In a major victory for feminism and equality, longtime CIA official Gina Haspel was confirmed to be the new CIA Director last week by the Senate. With the decision, Haspel becomes the first woman to lead the storied spy agency, showing millions of ambitious female sociopaths that they can indeed reach the pinnacle of their profession.
“This is a huge step toward gender equality in the nation’s military-industrial complex,” one feminist activist told The Face Palm.*
However, like many other Trump nominees, Haspel’s confirmation faced considerable pushback.
Most of the criticism focused on Haspel’s role in the CIA’s torture program. Haspel ran a black site in Thailand where the torture methods, including waterboarding, were used.
This context meant that Haspel’s confirmation was not only a question of whether the glass ceiling would be broken at the CIA; it was bigger than that. Her confirmation process was a test of whether powerful women who made horrible and indefensible choices in the past would still be able to advance to higher positions of power in the future.
For men, this question has never been in doubt.
Staten Island District Attorney Daniel Donovan botched the prosecution of the police officer that killed Eric Garner on video, and then promptly launched a successful campaign for Congress. President George W. Bush won reelection after launching the disastrous Iraq War. And of course, Donald Trump managed to become President of the United States after spending a lifetime being–well, Donald Trump.
But for women, it has always been different.
The most famous example is that of former Secretary of State Hillary Clinton. Due to her long tenure in the public eye, Clinton has made a number of demonstrably bad choices, including supporting her husband’s “tough on crime” policies in the 1990s, supporting the Iraq War in 2003, and lobbying for regime change in Libya in 2011, which sent that country into abject chaos.

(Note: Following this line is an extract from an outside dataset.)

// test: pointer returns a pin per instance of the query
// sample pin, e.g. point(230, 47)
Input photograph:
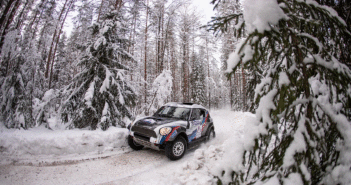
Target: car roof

These assorted disasters contributed to Clinton’s failed campaigns for the White House in 2008 and in 2016. Voters didn’t reject her just because she’d made terrible decisions; it was because she made terrible decisions and she was a woman.
Perhaps with Haspel’s confirmation, we can finally put this sordid chapter in our nation’s history behind us. Perhaps now, at long last, political officials of all genders will be able to continue their amoral ascent to power, uninhibited by the legendary failures of judgment left in their wake.
*This is a satirical post. The activist quoted in this piece is not real person.